I tak jak pisałem kiedyś, za to co mu zrobiło Ducati powinien zabrać jedynkę ze sobą …
Tylko co mu zrobiło Ducati?
W sezonie w którym odchodził Miller, to Bastianini, a nie Martin był pretendentem do tytułu mistrza MotoGP niemal do samego końca, a nie Martin.
Wybór Bastianiniego był logiczny i oczywisty !
W kolejnym sezonie, Bastianini padł ofiarą wywrotki która kosztowała go kontuzję.
Co miało zrobić Ducati? Pożegnać wracającego do zdrowia Bastianiniego na rzecz drugiego w tym modelu w klasyfikacji generalnej, na dodatek włocha?
Martin miał zapis w kontrakcie, że zwycięstwo w klasyfikacji generalnej daje mu awans do fabryki .Formalnie nie spełnił tego warunku i tylko w gestii Ducati pozostało to kogo zatrudnią.
Na dodatek Martin zamiast zbierać punkty, to odstawiał jakieś szopki jeżdżąc za Pecco w treningach i kwalifikacjach .
Nikt mi nie powie, że to nie odbija się negatywnie na opinii u przyszłego pracodawcy.
Teraz obecny sezon – Ducati ma do wyboru 8 krotnego mistrza świata, lub dwóch młodszych pretendentowi do tytułu.
No przepraszam z całym szacunkiem dla Martina, ale wizerunkowo , dorobkiem nie ma czego szukać przy Marqez’ie !

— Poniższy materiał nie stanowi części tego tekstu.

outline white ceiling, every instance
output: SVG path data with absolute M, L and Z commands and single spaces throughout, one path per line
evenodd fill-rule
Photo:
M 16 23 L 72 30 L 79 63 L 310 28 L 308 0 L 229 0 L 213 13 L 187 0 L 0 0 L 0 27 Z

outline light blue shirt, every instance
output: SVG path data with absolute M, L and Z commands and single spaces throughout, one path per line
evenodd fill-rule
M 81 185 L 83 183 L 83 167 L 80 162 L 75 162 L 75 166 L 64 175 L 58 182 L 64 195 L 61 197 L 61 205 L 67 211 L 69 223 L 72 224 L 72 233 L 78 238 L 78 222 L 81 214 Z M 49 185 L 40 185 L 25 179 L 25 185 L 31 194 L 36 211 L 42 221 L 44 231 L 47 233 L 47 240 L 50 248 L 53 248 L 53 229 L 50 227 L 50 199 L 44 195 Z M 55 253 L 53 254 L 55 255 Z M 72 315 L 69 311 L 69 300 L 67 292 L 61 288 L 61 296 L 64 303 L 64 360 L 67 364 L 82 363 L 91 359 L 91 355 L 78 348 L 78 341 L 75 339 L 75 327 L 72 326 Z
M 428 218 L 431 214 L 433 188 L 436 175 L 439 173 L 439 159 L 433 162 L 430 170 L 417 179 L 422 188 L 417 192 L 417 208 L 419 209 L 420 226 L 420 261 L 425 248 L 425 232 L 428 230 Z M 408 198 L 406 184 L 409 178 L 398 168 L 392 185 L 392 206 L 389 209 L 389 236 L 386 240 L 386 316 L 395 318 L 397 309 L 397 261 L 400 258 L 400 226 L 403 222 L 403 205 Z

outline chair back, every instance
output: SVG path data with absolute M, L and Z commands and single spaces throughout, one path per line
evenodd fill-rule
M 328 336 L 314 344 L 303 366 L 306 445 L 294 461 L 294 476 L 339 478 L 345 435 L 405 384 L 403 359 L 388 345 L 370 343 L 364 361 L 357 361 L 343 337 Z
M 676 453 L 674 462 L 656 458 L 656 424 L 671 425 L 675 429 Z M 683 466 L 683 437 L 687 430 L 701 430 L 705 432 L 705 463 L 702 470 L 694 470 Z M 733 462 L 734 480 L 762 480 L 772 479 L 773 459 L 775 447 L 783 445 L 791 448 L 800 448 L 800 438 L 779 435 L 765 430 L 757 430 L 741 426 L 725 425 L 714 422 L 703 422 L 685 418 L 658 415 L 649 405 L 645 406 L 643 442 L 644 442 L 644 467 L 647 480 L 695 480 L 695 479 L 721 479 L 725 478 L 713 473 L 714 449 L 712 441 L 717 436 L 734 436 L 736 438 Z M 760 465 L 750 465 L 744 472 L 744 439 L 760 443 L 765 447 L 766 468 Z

Więc co takiego zrobiło Ducati Martinowi, ma fabryczny motocykl z pełnym wsparciem technicznym, jaka inną satelita kiedykolwiek dysponowała takimi możliwościami???
Mogli by mu w połowie sezonu po tym jak Pramac zdecydował się przenieść do Yamaha’y odciąć wsparcie techniczne i updated maszyny i nikt nie miałyby nic do powiedzenia, bo nigdy nikt inny takiego pakietu nie oferował swojej satelicie
Martin padł ofiarą nieprzychylności losu i faktu, że dwaj starsi panowie z Ducati od lat ostrzyli sobie zęby na Marweza, a po odejściu w zeszłym roku głównego szefa, który był zwolennikiem stawiania na młodych, furtka do pozyskania Marweza była otwarta .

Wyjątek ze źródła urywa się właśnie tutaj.